No doubt, TPA-M had wanted to register a political party dedicated to the socialist reconstruction of Nigeria. But with the refusal of the INEC to register new political parties TPA-M resolved to explore collaboration with the LP and PRP. A few weeks ago, we analyzed the state of the nation and resolved to join the LP and encourage some of our cadres to contest elections under its platform. In particular, I was put under tremendous pressure from respected comrades to contest for the post of President under the LP. I rejected the pressure based on my conviction that the recovery of the party was still inchoate.
While the task of reclaiming the LP was in progress the party leadership resolved to welcome neoliberal politicians into its fold. Having regard to the antecedent of the decampee politicians our comrades have understandably expressed misgivings at the turn of events. Incidentally, the entry into the LP by the neoliberal politicians has been a source of concern to other patriots. For instance, Professor Izielen Agbon
has opined that “The Labour Party has welcomed these Neo-liberal anti-worker forces into its leadership. Thus, the present amorphous nature of the Labour Party is an obstacle to its ability to be a tactical, ideological, political united front of oppressed Nigerian masses fighting to win material benefits and guarantee the future of their children.”
However, it is suggested that the worrisome development should not discourage the Left from the task of collaborating with other forces to reclaim and rebuild the LP. Till he died Comrade Eskor Toyo campaigned to the Nigerian Left to be involved in the Labour Party as platform to “play the politics of their country.” In fact, he fell in the course of his last tour of Nigeria and passed on . He used to cite the examples of Bolsheviks in the Russian parliament, Duma. Comrades should take charge of affairs in the Labour Party. To be sure, the Labour Party is not a revolutionary organisation; but the party could articulate a genuinely reformist strategy of development to be implemented if voted into power in democratic elections. That is why the Left should approach their involvement in the Labour Party in a dialectical manner in the interest of the people of Nigeria.

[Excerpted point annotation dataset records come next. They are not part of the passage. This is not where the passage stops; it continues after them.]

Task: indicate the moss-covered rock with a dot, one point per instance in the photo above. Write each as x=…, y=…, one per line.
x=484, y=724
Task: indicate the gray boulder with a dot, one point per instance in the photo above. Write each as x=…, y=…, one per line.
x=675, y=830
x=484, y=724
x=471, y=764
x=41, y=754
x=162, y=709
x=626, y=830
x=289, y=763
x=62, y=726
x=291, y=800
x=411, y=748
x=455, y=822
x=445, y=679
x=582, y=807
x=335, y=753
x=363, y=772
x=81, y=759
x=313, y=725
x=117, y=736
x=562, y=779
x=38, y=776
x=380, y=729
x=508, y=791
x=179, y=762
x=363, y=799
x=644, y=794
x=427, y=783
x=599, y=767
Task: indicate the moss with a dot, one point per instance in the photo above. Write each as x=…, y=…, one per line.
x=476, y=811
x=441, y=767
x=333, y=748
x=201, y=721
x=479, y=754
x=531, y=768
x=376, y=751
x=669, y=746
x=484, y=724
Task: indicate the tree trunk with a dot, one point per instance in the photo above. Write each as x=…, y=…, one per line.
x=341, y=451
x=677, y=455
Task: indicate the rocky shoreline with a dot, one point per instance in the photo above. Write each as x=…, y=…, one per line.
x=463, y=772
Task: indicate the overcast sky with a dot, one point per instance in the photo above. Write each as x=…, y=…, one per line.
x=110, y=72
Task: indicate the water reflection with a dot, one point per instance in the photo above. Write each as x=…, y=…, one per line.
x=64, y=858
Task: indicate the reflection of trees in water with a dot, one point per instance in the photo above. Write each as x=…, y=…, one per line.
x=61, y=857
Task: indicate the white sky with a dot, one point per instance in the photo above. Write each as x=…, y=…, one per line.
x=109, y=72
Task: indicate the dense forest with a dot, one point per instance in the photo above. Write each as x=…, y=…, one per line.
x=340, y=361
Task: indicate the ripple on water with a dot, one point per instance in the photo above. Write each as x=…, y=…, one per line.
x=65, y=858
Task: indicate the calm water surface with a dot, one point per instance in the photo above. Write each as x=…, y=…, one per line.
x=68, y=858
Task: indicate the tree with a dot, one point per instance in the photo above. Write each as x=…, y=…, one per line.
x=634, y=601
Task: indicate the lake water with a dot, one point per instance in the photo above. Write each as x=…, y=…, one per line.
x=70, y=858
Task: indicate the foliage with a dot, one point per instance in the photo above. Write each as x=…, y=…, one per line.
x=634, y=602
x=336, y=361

In view of the foregoing, I am compelled to suggest as follows:
- As a matter of urgency, TPA-M should hold a meeting with the leadership of the trade unions to review the state of the LP with a view to intensifying the need to reclaim the party;
- TPA-M should embark on direct engagement with individual members of the LP who are desirous to defend the aims and objectives of the party;
- Consultations should be intensified with the progressive extraction of the PRP, AAC, deregistered socialist parties and other left groups for the purpose of forming a broad coalition of progressive forces to defend the interests of the Nigerian people.